LLM Security & Safety

[Instruction Hierarchy] Training LLMs to Prioritize Privileged Instructions🔗

Arxiv: https://arxiv.org/abs/2404.13208 19 Apr 2024 OpenAI

We propose an instruction hierarchy that explicitly defines how models should behave when instructions of different priorities conflict. We then propose a data generation method to demonstrate this hierarchical instruction following behavior, which teaches LLMs to selectively ignore lower-privileged instructions.

To generate training data, we leverage two principles: synthetic data generation and context distillation. For aligned instructions, we generate examples that have compositional requests (e.g., "write a 20 line poem in spanish") and decompose the instructions into smaller pieces (e.g., "write a poem", "use spanish", "use 20 lines"). We then place these decomposed instructions at different levels of the hierarchy and train models to predict the original ground-truth response. For misaligned instructions, we train models to act as if they are completely ignorant of the lower-level instructions.

[Reward Tampering] Sycophancy to Subterfuge: Investigating Reward-Tampering in LLMs🔗

Arxiv: https://arxiv.org/abs/2406.10162 14 Jun 2024 Anthropic

Reward tampering is a very critical issue that needs to be addressed.
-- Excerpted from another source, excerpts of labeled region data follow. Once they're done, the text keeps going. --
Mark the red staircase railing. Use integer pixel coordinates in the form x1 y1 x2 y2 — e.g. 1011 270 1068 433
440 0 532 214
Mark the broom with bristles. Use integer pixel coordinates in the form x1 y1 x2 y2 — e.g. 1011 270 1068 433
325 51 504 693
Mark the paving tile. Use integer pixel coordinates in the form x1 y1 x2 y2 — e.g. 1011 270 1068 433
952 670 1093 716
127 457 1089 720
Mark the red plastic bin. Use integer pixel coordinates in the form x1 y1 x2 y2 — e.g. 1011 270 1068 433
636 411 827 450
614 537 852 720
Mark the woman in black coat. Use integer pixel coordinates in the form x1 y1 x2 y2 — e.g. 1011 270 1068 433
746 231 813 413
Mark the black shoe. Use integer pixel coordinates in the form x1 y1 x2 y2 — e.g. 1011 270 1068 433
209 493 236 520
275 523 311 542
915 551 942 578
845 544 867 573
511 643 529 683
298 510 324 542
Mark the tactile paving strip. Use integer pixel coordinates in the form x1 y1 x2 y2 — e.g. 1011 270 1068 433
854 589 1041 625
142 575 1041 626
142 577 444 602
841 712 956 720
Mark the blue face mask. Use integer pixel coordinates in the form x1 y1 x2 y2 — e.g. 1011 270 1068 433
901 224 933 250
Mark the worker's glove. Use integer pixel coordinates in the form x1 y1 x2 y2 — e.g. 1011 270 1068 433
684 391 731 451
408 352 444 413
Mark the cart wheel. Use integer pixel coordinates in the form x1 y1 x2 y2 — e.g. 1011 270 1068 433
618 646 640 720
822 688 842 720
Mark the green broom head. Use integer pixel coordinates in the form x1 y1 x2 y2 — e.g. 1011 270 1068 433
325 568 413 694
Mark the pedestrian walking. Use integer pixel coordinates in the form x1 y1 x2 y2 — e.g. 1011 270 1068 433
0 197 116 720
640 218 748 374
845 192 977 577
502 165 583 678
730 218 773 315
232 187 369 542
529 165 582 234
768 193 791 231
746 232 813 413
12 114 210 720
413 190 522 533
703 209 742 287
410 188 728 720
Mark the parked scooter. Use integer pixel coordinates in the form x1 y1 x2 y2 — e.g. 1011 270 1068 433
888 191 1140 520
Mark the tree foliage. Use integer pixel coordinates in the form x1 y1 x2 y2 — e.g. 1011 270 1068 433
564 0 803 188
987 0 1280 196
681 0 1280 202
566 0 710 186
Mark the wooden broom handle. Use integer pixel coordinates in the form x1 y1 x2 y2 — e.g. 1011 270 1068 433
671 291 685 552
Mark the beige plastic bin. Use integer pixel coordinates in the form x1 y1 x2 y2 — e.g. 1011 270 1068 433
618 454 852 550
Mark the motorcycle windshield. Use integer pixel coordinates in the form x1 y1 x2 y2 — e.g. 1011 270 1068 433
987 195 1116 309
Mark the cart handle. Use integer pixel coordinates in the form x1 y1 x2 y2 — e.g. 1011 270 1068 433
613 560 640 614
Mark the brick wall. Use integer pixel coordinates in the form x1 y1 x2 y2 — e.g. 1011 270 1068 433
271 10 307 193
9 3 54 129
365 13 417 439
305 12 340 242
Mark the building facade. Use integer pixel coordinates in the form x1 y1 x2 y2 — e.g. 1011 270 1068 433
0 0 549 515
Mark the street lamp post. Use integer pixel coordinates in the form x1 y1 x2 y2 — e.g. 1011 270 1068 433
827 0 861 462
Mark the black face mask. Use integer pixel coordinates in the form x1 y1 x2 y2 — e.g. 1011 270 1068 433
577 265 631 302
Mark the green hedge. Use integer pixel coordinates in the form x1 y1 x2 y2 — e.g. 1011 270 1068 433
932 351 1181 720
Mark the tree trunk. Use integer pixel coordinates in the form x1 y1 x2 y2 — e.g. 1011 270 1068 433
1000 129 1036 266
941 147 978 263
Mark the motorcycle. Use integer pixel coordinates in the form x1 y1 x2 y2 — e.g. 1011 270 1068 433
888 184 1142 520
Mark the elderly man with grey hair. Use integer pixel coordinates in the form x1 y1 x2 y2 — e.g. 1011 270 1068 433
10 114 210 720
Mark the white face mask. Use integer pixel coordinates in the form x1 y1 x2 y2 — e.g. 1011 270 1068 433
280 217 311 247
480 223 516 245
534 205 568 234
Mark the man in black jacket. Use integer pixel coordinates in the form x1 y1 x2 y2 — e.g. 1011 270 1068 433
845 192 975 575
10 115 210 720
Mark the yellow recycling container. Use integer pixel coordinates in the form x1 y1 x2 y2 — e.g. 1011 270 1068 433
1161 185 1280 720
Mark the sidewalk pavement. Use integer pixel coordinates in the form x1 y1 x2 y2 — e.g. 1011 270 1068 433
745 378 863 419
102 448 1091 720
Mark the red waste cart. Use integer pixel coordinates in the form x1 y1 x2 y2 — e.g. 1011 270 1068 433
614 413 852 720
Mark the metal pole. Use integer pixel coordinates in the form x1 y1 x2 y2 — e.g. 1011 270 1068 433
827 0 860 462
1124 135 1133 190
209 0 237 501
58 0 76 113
LLM models sometimes not only tamper with the implementation of their reward function but also rewrite testing code to ensure this tampering is not caught.

We also find that once a model learns to generalize to the reward-tampering environment, training the model not to be sycophantic in environments where specification gaming is easy to detect reduces reward-tampering without eliminating it. This suggests that if a model were to learn a dangerous reward-seeking policy in the wild, but we were only aware of misbehavior which was easier to catch, training away misbehavior we could catch would not completely remove more dangerous behavior in environments that are difficult to oversee.

[Model Stealing] Stealing Part of a Production Language Model🔗

Arxiv: https://arxiv.org/abs/2403.06634 11 Mar 2024 DeepMind

We introduce the first model-stealing attack that extracts precise, nontrivial information from black-box production language models like OpenAI's ChatGPT or Google's PaLM-2. Specifically, our attack recovers the embedding projection layer (up to symmetries) of a transformer model, given typical API access.

Intuition: Suppose we query a language model on a large number of different random prefixes. Even though each output logit vector is an l-dimensional vector, they all actually lie in a h-dimensional subspace because the embedding projection layer up-projects from h-dimensions. Therefore, by querying the model "enough" (more than h times) we will eventually observe that new queries are linearly dependent on past queries. We can then compute the dimensionality of this subspace (e.g., with SVD) and report this as the hidden dimensionality of the model.

To extract the layer fully, it's possible to SVD Q = U · Σ · V⊤ matrix and there is a proof that U · Σ = W · G. In order to do so naively we need to full token log probabilities (logits) but this is never exposed in a production model. Before the paper there were query top-K APIs with ability to add user logit bias and this is what the paper used to recover the logits vector. It's possible to recover the complete logit vector for an arbitrary prompt p by cycling through different choices for the logit bias and measuring the top-k logits each time. The improved version reduced cost and time (but less stable) by assuming fixed completions such as [p0 x x x] in several prompts and learning the x.

[Constitutional AI] Harmlessness from AI Feedback🔗

Arxiv: https://arxiv.org/abs/2212.08073 15 Dec 2022 Anthropic

We experiment with methods for training a harmless AI assistant through self improvement, without any human labels identifying harmful outputs. The only human oversight is provided through a list of rules or principles, and so we refer to the method as 'Constitutional AI'. The process involves both a supervised learning and a reinforcement learning phase.

An AI assistant that answers all questions with "I don't know" would be harmless, but of course it would also be completely useless. In our prior work using human feedback to train a helpful and harmless assistant, we found that there was a significant tension between helpfulness and harmlessness, and in particular, our assistant often refused to answer controversial questions.

We will be experimenting with an extreme form of scaled supervision, which we refer to as Constitutional AI (CAI). The idea is that human supervision will come entirely from a set of principles that should govern AI behavior, along with a small number of examples used for few-shot prompting. Together these principles form the constitution.